2 min read

Does Reinforcement Learning Really Expand LLM Reasoning Beyond Base Models?

Does Reinforcement Learning Really Expand LLM Reasoning Beyond Base Models?

Reinforcement Learning with Verifiable Rewards (RLVR) has been hailed as a breakthrough for enhancing reasoning in large language models (LLMs), particularly in math and coding tasks. But a new study from researchers at Tsinghua University and Shanghai Jiao Tong University challenges this assumption, revealing that RL-trained models may not actually develop fundamentally new reasoning abilities—they just get better at sampling existing ones.

The Surprising Findings

The team measured reasoning performance using the pass@k metric—which counts a problem as solved if any of k sampled responses is correct—across multiple model families, RL algorithms, and benchmarks. Their key discovery? While RL-trained models outperform base models at low k (e.g., k=1), base models catch up or even surpass RL models when allowed more samples (k=256 or higher). This suggests RLVR doesn’t expand reasoning boundaries—it just makes models more efficient at finding correct answers already within their base capabilities.

Why This Matters

  1. RLVR Biases, Not Expands, Reasoning Paths
    The study found that RL-trained models don’t generate novel reasoning patterns.
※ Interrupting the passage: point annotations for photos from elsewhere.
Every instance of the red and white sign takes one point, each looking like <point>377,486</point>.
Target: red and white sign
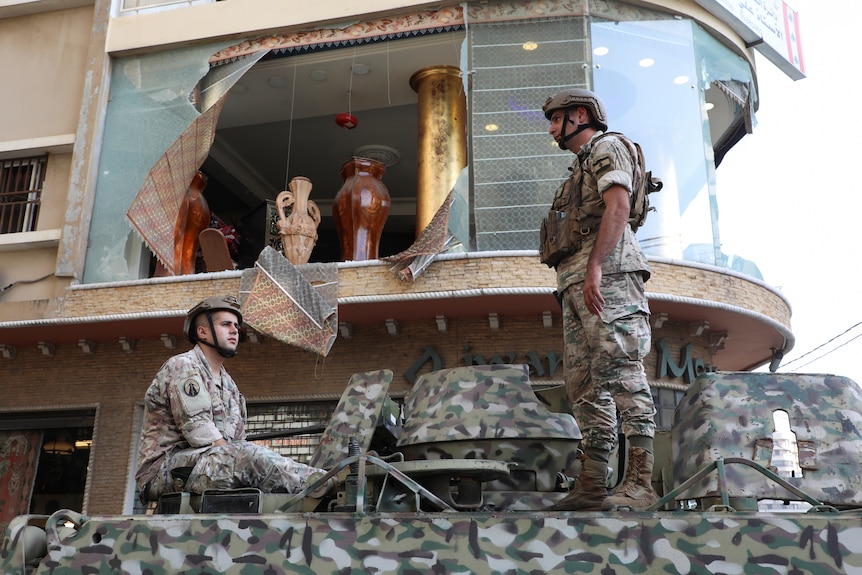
<point>769,26</point>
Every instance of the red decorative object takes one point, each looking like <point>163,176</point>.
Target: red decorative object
<point>360,209</point>
<point>346,120</point>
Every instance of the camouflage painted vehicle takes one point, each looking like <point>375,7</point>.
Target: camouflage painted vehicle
<point>455,482</point>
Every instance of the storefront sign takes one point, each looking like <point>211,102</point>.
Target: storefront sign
<point>540,365</point>
<point>688,367</point>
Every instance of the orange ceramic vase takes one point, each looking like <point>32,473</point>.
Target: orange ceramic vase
<point>360,209</point>
<point>194,217</point>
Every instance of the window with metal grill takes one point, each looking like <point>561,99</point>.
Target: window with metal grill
<point>20,193</point>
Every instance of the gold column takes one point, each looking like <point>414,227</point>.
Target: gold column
<point>442,146</point>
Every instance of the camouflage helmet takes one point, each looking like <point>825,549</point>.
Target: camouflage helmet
<point>210,304</point>
<point>578,97</point>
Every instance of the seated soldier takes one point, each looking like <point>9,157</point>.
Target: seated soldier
<point>194,422</point>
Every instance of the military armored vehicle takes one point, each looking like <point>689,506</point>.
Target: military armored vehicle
<point>455,480</point>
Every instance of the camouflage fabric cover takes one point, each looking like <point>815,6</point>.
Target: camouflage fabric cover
<point>731,415</point>
<point>514,543</point>
<point>297,305</point>
<point>358,412</point>
<point>488,412</point>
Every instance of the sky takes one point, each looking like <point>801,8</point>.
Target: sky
<point>790,194</point>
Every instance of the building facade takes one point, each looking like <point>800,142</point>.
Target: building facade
<point>124,100</point>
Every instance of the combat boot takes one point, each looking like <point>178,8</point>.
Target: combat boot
<point>636,490</point>
<point>591,490</point>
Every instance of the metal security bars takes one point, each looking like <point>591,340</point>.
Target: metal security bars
<point>20,193</point>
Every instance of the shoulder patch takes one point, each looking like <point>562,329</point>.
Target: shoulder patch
<point>191,388</point>
<point>601,166</point>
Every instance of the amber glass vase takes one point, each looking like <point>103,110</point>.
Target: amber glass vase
<point>194,217</point>
<point>360,209</point>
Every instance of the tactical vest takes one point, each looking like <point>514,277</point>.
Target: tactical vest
<point>571,220</point>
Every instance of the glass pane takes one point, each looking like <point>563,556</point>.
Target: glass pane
<point>516,164</point>
<point>645,72</point>
<point>150,107</point>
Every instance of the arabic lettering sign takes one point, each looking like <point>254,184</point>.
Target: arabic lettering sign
<point>770,26</point>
Instead, they bias the model’s output distribution toward paths that yield rewards, improving success rates for problems the base model could already solve—just less frequently. However, this comes at a cost: RL-trained models explore less, narrowing their overall reasoning scope.
  2. Distillation Works Differently
    Unlike RLVR, distillation (training smaller models on outputs from stronger ones) does introduce new knowledge, genuinely expanding reasoning boundaries. This highlights a critical limitation of RLVR’s current form.
  3. All RL Algorithms Hit the Same Wall
    Whether using PPO, GRPO, or Reinforce++, RL methods only marginally improved sampling efficiency—none came close to the base model’s upper-bound performance at high k.

The Bigger Picture

These findings force us to rethink RLVR’s role in advancing LLMs. If the goal is true reasoning breakthroughs, RLVR in its current form may be insufficient. The study suggests future work should explore:

  • Hybrid approaches combining RL with distillation or other paradigms.
  • Better exploration strategies to escape the base model’s reasoning limits.
  • Alternative training frameworks that don’t sacrifice coverage for efficiency.

For businesses relying on LLMs for complex reasoning tasks, this research underscores the importance of evaluating models beyond single-sample metrics—what matters isn’t just how often a model gets the right answer, but whether it can ever get it with enough tries.